Avviare l'imaging SRS di campioni batterici. Immagine di almeno tre campi visivi per ogni campione. L'effetto del tempo di incubazione sull'incorporazione del deuterio è misurato mediante microspettroscopia Raman spontanea nelle regioni CD e CH.
Il grafico del rapporto di intensità CD su CH sul tempo di incubazione del deuterio per singoli batteri ha mostrato un aumento dell'intensità di CD su CH sul tempo di incubazione da zero a 180 minuti. L'imaging SRS di Pseudomonas aeruginosa è stato condotto dopo incubazione con gentamicina e deuterio al 70%. L'ulteriore analisi statistica quantitativa ha mostrato che i segnali CD dei batteri erano significativamente più bassi a due microgrammi per millilitro, o una concentrazione di gentamicina superiore rispetto a senza trattamento con gentamicina.
La soglia di intensità di cutoff a 0,60 ha concluso che Pseudomonas aeruginosa era metabolicamente inibito a due microgrammi per millilitro e concentrazioni più elevate di gentamicina. L'SC-MIC per Pseudomonas aeruginosa contro la gentamicina in un normale mezzo MHB è stato determinato essere di due microgrammi per millilitro, che era all'interno dell'intervallo di differenza di una volta con MIC di quattro microgrammi per millilitro determinato dal metodo di microdiluizione del brodo. Il test rapido di sensibilità antimicrobica, o AST, di campioni di urina con spike di Escherichia coli è stato effettuato mediante imaging SRS.
L'SC-MIC per il campione di urina con picco di Escherichia coli contro amoxicillina è stato determinato essere di quattro microgrammi per millilitro, che ha la stessa lettura di suscettibilità del MIC di otto microgrammi per millilitro con il metodo di diluizione del brodo convenzionale per Escherichia coli puro in mezzo MHB normale. L'applicabilità dell'AST rapido di Pseudomonas aeruginosa spike nel sangue umano è stata studiata mediante imaging SRS. L'intensità CD dell'immagine SRS a 2.168 per centimetro era dominata da segnali batterici provenienti dall'incorporazione metabolica del deuterio di batteri vivi.

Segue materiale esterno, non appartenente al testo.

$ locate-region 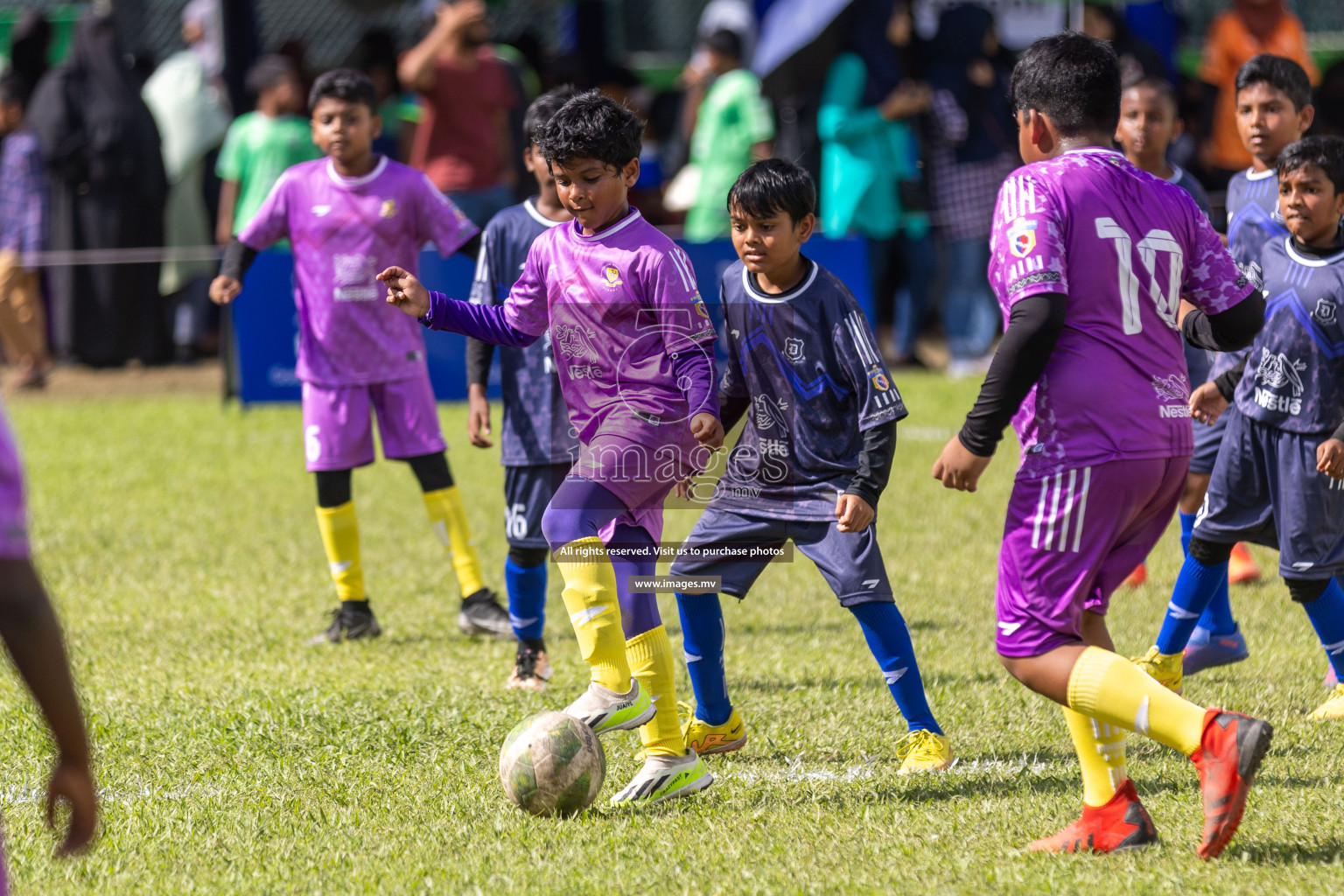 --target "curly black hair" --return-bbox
[308,68,378,116]
[1236,52,1312,111]
[1276,137,1344,193]
[729,158,817,224]
[537,90,644,171]
[523,85,577,145]
[1008,31,1119,137]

L'SC-MIC per Pseudomonas aeruginosa nel sangue è stato determinato essere di due microgrammi per millilitro, che concordava bene con il risultato MIC standard convenzionale per Pseudomonas aeruginosa nel normale mezzo di crescita. Il numero di cellule batteriche utilizzato per i test di suscettibilità antimicrobica è mantenuto a circa cinque volte 10 alla quinta unità formanti colonia per millilitro, come raccomandato dal Clinical and Laboratory Standards Institute. Una maggiore concentrazione di batteri può portare ad un aumento della concentrazione minima inibitoria.
La combinazione dell'identificazione in situ dei patogeni e della diagnosi rapida dei test di sensibilità antimicrobica potrebbe essere di grande potenziale per la traduzione in una clinica che consenta l'identificazione tempestiva di agenti antimicrobici appropriati per un trattamento preciso.